The researchers used a microbial predator and prey system to try and understand if these predator-prey population cycles occur naturally through the interaction of the two species or if they are the result of external drivers.
Balanced cycles of predator-prey populations
Predator-prey cycles are based on a feeding relationship between two species: if the prey species rapidly multiplies, the number of predators increases—until the predators eventually eat so many prey that the prey population dwindles again. Soon afterwards, predator numbers likewise decrease due to starvation. This in turn leads to a rapid increase in the prey population—and a new cycle begins.
To confirm these dynamics, the researchers kept plankton in glass vessels under highly controlled conditions—constant temperature—and used rotifers, which feed on algal cells, as predators.

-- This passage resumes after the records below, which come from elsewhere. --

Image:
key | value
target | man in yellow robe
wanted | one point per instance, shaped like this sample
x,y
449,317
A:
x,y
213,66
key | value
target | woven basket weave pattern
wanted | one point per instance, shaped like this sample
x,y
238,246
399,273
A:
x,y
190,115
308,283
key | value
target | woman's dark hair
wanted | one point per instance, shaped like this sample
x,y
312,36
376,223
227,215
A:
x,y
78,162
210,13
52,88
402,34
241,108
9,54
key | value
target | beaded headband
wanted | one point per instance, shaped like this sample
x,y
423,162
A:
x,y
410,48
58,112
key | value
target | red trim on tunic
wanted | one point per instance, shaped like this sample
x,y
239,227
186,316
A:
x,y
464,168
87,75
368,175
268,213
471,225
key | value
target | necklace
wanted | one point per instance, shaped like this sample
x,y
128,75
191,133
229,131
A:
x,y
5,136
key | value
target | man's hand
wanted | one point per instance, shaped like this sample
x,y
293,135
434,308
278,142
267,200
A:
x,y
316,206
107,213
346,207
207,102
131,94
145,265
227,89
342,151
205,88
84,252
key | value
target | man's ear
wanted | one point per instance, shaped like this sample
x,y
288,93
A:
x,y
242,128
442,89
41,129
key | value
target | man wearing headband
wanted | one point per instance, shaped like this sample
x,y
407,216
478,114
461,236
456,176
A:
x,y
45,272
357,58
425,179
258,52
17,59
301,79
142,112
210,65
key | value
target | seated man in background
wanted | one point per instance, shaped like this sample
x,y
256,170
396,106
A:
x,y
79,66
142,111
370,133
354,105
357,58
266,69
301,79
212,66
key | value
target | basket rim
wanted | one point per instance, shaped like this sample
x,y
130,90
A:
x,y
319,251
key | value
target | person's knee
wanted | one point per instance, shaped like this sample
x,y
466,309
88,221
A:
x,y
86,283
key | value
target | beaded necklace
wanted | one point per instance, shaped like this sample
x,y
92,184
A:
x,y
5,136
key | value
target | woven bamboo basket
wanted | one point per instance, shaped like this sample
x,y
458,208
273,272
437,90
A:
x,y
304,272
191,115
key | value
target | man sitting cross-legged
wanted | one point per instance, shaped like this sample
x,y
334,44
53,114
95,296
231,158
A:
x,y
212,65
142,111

The oscillations in rotifer and unicellular algae populations were measured across 50 cycles and more than 300 predator generations—a record for a study of this kind.
"Our experiments confirm the theoretical concept of self-generated predator-prey cycles," says Bernd Blasius, lead author of the new study and head of the Mathematical Modelling group at the University of Oldenburg's Institute for Chemistry and Biology of the Marine Environment. "We mainly observed regular oscillations in the predator and prey populations recurring at almost constant intervals. Unexpectedly, these regular oscillations were repeatedly interrupted by short, irregular periods without any discernible external influences and then independently returned to the original state."
Fussmann explained that their work helps understand more complex systems.
"Our ability to understand the dynamic behaviour of natural ecosystems largely relies on the correctness of very simple theoretical assumptions—including those about how predator-prey cycles arise," Fussmann said. "Our work gives assurance that we are using the right building blocks when we attempt to predict what is happening in complex ecosystems."
The experimental work was performed at the University of Potsdam, where the research team had already measured how external factors can influence population cycles by periodically changing the nutrient supply of the algae. The researchers would now like to explore how other factors occurring in real ecosystems—such as changing temperature—affect predator-prey cycles.